Tema di Gennaio 2010: Caritas in veritate

Iniziamo questo sesto anno del nostro Forum di Aggiornamento a distanza con una sintetica rilettura dell’ultima enciclica del Papa Benedetto XVI, Caritas in veritate, fatta dal Direttore della Caritas Italiana.
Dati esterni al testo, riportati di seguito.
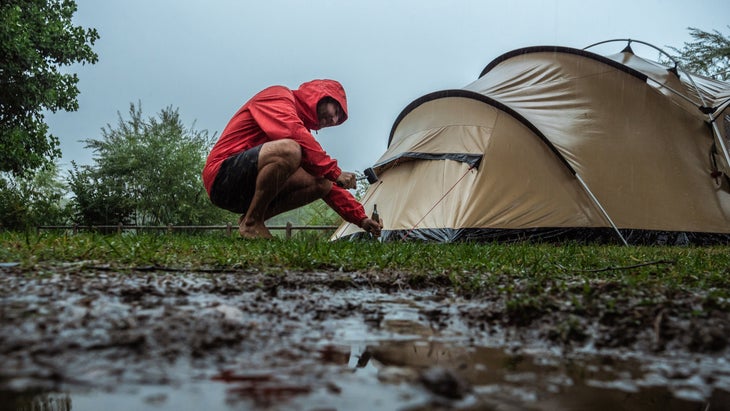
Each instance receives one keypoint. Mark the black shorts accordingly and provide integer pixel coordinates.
(235, 182)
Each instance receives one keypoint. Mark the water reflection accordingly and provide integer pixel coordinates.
(34, 401)
(496, 376)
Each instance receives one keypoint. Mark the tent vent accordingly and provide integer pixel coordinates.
(674, 70)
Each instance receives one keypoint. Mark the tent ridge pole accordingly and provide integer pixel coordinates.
(600, 207)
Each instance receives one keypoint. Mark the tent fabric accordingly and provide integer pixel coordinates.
(570, 145)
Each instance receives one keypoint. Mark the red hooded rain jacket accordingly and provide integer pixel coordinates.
(277, 113)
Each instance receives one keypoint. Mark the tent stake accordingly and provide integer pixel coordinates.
(600, 207)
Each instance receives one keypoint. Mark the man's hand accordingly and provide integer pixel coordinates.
(371, 226)
(346, 180)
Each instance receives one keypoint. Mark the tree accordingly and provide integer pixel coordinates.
(31, 200)
(147, 172)
(708, 54)
(37, 37)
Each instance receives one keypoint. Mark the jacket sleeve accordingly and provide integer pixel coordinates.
(345, 205)
(277, 117)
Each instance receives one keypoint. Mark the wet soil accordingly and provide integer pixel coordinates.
(86, 336)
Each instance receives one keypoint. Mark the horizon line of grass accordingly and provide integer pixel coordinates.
(468, 265)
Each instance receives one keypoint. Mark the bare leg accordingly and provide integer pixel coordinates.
(278, 161)
(301, 189)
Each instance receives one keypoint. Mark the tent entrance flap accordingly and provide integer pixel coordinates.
(473, 160)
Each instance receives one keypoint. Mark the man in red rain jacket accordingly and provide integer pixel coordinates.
(267, 162)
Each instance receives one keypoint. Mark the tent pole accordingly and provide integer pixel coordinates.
(600, 207)
(721, 141)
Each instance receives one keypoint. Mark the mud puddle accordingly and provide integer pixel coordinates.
(80, 339)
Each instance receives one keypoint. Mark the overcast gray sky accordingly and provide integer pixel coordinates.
(207, 57)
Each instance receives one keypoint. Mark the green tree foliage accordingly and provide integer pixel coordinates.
(146, 172)
(708, 54)
(29, 201)
(37, 37)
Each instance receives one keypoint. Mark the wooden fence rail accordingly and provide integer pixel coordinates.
(289, 228)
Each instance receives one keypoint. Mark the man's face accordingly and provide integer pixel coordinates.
(329, 114)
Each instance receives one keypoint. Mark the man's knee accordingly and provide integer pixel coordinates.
(285, 151)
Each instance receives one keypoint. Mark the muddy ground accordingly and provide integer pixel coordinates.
(86, 336)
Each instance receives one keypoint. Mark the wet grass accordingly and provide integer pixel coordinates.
(529, 276)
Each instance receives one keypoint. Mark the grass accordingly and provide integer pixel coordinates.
(471, 267)
(614, 284)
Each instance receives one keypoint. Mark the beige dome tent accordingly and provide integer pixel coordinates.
(561, 143)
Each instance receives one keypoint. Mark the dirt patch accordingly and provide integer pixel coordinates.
(329, 337)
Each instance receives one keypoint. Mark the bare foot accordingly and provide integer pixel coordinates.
(253, 230)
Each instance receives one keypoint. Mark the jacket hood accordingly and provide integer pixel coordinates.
(308, 95)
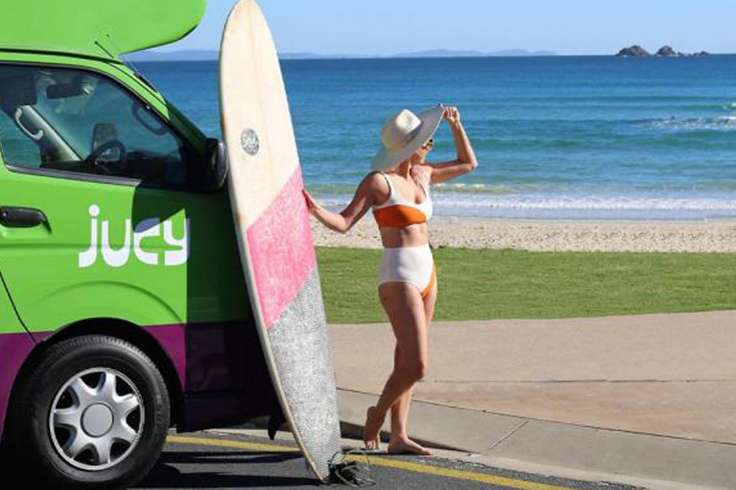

E’ una apertura molto impegnativa per il nuovo anno che inizia, è un invito a procurarsi l’enciclica per chi ancora non l’avesse (spero che degli orionini siano pochissimi o nessuno!) e naturalmente ad approfondirla con uno studio personale.

Per questo mese ci si potrebbe fermare sul tema dell’ecologia che nell’enciclica è trattato nei numeri 47-52 e che è stato scelto dal Papa per il suo Messaggio per la XLIII Giornata Mondiale della Pace (che allego a parte).

LA CARITAS LEGGE L’ENCICLICA CARITAS IN VERITATE

L’uomo dev’essere il fine dell’intera organizzazione culturale, sociale e politica.

In quest’ottica vanno affrontate le grandi questioni come le emergenze, l’economia, l’ecologia.

Tre gli impegni forti che scaturiscono dalla lettura della “Caritas in veritate”:

ripensare la pace, difendere l’ambiente, cooperare allo sviluppo.

L’applicazione “italiana”.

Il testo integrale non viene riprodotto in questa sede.